Thanks to a sponsorship by Australian regenerative medicine company Mesoblast, the stem cell therapy trial is underway at several sites across the U.S., including in Maryland.
The therapy involves 300 people hospitalized with COVID-19 with moderate to severe acute respiratory distress syndrome.
“These are patients that are intubated, requiring great support for their lung function,” Dr. Sunjay Kaushal with the University of Maryland said.
COVID-19 patients often become very ill from an escalated immune response referred to as a cytokine storm, which creates high levels of inflammation that can be fatal. The experimental stem cell therapy called remestemcel-L, which has been developed for various inflammatory conditions like what is being seen with the coronavirus, aims to block or mitigate that response, Kaushal said.
“We’re trying to extrapolate from what they have been shown to be efficacious in trying to treat before and trying to use that type of therapy now for COVID-19 patients,” he said.
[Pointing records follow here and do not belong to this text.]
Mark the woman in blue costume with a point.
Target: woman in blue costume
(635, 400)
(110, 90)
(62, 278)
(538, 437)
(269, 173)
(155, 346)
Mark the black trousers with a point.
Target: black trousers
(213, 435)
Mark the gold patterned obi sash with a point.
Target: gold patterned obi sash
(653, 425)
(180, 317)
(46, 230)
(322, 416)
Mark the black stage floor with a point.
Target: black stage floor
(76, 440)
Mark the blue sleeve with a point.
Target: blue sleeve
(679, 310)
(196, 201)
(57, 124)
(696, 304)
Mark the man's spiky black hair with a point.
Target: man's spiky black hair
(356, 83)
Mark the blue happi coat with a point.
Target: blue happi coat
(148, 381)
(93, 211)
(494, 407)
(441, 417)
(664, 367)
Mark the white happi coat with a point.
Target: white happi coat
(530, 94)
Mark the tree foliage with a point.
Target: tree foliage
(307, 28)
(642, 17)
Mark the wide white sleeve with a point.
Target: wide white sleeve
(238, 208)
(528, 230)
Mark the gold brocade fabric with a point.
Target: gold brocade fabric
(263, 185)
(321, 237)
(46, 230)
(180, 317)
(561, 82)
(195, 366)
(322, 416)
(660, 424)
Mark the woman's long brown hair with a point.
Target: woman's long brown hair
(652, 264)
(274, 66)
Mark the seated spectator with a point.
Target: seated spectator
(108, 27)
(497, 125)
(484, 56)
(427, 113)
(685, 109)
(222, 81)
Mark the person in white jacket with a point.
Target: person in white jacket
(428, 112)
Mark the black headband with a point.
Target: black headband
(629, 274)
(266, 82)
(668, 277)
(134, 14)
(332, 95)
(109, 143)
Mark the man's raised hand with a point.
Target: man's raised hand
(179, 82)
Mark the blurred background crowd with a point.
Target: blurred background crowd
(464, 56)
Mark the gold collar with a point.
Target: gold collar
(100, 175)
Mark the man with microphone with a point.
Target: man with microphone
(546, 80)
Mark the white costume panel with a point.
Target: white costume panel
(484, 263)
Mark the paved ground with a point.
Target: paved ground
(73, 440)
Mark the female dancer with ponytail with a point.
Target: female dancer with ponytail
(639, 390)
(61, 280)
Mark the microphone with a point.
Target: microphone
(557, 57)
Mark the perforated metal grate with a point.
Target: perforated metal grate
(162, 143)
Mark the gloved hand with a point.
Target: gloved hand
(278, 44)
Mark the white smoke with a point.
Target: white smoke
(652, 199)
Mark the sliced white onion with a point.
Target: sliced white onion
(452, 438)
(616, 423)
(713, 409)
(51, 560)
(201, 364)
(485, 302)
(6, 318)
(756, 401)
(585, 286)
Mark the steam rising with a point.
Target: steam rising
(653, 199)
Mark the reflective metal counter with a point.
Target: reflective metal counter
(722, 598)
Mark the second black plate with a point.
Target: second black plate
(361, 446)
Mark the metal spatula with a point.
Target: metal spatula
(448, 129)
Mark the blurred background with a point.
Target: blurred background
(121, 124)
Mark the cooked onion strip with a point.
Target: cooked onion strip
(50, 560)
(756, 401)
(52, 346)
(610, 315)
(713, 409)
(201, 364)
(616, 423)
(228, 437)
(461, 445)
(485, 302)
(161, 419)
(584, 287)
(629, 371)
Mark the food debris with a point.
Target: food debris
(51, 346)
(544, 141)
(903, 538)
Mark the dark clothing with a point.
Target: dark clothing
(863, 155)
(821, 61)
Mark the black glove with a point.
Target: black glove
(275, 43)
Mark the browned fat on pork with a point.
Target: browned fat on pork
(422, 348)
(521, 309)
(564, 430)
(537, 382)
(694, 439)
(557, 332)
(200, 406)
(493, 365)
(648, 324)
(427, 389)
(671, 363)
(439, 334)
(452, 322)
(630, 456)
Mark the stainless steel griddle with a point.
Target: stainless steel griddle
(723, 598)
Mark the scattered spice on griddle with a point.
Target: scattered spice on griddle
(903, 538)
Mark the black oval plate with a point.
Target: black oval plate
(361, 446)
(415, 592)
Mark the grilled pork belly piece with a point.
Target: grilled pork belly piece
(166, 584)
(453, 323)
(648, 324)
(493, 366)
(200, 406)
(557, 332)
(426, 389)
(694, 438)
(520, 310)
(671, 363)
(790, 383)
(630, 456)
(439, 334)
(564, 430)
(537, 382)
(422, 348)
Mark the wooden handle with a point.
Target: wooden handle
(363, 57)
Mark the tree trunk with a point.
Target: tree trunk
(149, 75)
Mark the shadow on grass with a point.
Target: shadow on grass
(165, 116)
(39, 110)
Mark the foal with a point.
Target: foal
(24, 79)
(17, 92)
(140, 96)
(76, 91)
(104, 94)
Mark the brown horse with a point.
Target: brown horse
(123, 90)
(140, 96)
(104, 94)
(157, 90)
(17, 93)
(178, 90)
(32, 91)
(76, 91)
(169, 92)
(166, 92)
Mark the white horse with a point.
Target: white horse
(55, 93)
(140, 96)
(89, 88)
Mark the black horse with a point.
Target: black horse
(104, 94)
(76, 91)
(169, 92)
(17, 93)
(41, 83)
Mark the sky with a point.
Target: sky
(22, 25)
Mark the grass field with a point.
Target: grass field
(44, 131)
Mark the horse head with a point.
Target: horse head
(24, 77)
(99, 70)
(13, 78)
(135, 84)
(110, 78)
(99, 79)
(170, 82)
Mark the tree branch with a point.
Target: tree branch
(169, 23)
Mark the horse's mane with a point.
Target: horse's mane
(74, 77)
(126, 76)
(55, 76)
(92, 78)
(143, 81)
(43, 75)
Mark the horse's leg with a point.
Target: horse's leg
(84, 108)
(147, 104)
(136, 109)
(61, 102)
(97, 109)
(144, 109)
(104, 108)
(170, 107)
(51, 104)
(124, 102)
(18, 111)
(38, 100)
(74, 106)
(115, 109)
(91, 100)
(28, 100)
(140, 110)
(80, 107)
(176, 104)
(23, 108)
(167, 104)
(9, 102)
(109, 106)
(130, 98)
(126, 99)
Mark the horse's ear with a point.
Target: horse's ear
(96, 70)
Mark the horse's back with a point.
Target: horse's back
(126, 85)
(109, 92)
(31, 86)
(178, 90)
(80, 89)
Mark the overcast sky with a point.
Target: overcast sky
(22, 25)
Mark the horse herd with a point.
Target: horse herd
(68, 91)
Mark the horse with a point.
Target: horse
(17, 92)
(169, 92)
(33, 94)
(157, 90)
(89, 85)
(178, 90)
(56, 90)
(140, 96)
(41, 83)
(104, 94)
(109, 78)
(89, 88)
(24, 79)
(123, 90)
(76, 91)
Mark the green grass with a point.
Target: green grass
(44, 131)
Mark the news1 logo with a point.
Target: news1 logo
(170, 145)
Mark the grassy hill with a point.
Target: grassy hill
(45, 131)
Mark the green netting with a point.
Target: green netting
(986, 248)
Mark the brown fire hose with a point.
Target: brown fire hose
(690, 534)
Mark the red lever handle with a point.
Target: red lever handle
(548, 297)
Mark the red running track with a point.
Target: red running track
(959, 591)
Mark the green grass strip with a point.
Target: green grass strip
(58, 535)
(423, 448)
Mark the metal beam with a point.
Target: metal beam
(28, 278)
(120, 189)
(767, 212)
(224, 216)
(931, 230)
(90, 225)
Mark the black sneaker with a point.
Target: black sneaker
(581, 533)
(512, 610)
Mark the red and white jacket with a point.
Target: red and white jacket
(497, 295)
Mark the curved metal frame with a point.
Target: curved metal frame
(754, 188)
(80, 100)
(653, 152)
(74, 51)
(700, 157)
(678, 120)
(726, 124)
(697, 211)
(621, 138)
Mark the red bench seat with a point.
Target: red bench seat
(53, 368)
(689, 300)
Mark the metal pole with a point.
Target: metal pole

Once the final results from the trial are available, which could take between six and eight months, researchers hope to reach even more patients.
“We’re excited, we’ve seen some early signs that these cells may be efficacious,” Kaushal said.
Ultimately, their hope is to provide a new treatment for those suffering from the worst cases of COVID-19.
“We’re hoping we can save a lot of patients’ lives,” Kaushal said.